For many years, “Reb Zalman,” as he is affectionately known among his many disciples, has traveled the land teaching college students that Judaism is a religion that speaks to the soul, not just to the stomach or the checkbook or the mind.
He taught that Judaism has the power to address and hear the spiritual insights of Eastern religions, Native American spirituality and Christian mysticism.
Now in the harvest time of his own life he has turned to providing guidance on how to age wisely.
There is understandable resistance to dealing with the issue. People would much rather put off and deny the fact of aging, if they could. Say the world “old” and it conjures up images of senility, weakness, infirmity, abandonment and decay. But Schachter-Shalomi has a totally different understanding of what aging can be.
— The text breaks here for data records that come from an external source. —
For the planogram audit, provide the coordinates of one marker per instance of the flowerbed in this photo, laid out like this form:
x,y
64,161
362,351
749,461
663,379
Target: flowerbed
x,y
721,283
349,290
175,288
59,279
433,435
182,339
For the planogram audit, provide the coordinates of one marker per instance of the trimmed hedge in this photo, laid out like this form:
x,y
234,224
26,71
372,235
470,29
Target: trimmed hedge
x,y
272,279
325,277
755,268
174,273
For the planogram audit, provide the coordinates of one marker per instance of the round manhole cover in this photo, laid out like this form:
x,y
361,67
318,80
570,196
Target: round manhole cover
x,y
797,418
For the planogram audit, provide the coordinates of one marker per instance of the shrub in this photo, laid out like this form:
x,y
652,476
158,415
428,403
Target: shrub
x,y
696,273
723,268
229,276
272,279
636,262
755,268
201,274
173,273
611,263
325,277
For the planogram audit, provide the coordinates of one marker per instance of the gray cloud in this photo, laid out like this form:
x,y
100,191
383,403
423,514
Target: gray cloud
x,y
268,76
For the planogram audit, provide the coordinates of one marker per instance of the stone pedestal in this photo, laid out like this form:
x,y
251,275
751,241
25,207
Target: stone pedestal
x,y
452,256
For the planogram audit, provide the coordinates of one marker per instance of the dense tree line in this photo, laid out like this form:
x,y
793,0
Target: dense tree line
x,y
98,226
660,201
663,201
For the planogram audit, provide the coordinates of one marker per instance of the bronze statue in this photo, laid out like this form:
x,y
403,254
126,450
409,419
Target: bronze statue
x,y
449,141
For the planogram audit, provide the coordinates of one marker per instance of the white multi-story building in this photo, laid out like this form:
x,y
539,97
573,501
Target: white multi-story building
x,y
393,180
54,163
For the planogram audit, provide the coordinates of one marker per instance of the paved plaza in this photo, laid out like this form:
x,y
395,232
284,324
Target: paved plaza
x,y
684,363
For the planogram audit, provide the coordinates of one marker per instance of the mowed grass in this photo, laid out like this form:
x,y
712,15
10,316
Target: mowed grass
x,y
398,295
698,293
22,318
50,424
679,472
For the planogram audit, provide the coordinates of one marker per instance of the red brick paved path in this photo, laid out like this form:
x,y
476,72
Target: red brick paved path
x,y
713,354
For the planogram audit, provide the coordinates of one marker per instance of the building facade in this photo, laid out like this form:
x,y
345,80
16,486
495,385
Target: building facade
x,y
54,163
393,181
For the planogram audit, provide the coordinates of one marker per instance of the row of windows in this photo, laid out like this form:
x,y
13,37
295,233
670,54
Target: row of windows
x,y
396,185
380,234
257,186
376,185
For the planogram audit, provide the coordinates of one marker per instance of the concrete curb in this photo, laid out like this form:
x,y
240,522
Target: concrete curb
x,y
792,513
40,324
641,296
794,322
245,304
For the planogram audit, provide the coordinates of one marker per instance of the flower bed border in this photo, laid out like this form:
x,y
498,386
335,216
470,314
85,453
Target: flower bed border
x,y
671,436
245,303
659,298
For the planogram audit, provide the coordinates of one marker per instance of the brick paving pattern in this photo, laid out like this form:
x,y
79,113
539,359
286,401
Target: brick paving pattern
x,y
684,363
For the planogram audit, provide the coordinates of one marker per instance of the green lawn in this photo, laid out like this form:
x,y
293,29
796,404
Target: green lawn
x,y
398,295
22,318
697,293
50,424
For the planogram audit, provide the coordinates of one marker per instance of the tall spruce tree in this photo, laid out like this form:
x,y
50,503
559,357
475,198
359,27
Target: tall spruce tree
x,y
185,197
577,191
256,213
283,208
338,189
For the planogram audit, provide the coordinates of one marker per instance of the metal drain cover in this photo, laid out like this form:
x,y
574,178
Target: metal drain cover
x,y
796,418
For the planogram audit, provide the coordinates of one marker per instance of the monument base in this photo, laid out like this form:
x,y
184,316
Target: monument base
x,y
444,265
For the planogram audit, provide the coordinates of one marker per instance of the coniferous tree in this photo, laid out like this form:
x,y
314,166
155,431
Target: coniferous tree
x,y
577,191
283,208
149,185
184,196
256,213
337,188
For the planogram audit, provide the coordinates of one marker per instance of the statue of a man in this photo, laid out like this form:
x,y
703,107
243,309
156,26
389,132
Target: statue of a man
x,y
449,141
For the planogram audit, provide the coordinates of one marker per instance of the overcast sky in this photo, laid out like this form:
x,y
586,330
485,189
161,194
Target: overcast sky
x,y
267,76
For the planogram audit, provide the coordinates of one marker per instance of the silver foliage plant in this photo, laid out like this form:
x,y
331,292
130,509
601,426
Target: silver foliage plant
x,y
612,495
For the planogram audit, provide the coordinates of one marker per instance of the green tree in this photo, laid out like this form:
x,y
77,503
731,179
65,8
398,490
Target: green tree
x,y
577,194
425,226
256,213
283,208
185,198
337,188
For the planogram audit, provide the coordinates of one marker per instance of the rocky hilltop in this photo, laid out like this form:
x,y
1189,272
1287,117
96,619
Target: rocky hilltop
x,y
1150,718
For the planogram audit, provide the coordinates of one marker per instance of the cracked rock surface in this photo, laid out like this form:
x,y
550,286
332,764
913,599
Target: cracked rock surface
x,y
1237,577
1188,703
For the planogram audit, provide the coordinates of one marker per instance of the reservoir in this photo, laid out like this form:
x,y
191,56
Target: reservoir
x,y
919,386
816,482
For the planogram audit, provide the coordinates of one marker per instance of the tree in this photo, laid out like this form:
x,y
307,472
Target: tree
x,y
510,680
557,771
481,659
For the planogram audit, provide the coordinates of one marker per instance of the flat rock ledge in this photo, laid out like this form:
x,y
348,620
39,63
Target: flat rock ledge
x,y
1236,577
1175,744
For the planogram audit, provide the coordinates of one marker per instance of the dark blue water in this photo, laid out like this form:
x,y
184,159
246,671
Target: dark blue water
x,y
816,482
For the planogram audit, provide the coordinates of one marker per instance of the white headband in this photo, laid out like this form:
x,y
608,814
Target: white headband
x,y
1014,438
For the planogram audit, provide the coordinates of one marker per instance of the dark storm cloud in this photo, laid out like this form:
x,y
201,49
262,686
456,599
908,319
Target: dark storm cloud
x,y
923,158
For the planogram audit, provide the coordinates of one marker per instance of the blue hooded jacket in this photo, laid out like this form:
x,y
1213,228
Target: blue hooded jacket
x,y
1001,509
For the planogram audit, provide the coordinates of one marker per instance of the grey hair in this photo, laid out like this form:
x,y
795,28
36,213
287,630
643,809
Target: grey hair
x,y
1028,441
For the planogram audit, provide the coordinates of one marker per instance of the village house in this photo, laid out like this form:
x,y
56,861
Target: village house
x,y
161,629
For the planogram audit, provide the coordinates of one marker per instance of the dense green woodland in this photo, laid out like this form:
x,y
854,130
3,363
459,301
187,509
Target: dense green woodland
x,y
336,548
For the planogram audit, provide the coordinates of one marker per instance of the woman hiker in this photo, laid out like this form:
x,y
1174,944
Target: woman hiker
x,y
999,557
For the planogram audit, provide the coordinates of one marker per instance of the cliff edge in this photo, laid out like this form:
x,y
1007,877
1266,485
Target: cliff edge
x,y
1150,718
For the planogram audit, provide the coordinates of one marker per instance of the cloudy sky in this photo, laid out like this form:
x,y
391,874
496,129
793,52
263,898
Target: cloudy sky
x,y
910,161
He sees it as a season in which to harvest the work of a lifetime and in which a person can have the joy and dignity of being a mentor.
Mentoring is a marvelous concept that used to be understood by Jews. Joel Grishaver has suggested that mentoring was one of the roles of the men in the daily minyan. A teenager would come to the minyan after losing a parent and would learn from the old men there how to daven, how to drink, how to put on the sacred garments.
In our culture, kids know the new math better than their parents do, certainly better than their grandparents do. They are much more adept with computers and VCRs than we are. If we have no wisdom that is deeper than theirs, then we are bound to be forever behind them, forever trying to catch up, forever “greenhorns in the land of the young.”
The reader should be forewarned that the proposals in this book all require some effort.
Some of our retirement communities seem like year-round summer camp. They seem to run on the premise that the retired are retarded, and that all they want to do or are fit to do is play. This book asks the old to be and do more than that.
It bids them to use this sacred time to make an accounting of their lives, to heal the wounds that they have let fester for so long, to come to terms with mortality, to go back over the defeats in their lives in order to learn from them, and to face the future instead of backing into it.
The book tells us that old age is not a lousy trick that God plays on us, but instead is a time when we are finally free of all the fears that have enslaved us.
The rabbi employs a freewheeling, often surprising imagination. One minute he quotes from the Kabbalah, and the next from Catholic or Hindu traditions. One minute he uses metaphors drawn from a recent movie, and then he evokes an image from the world of computers.
The author’s zest is itself the best proof of his thesis, which is that a person can live joyfully, fearlessly and richly till the very end.
Those who are old and those who someday hope to be old can learn much from him.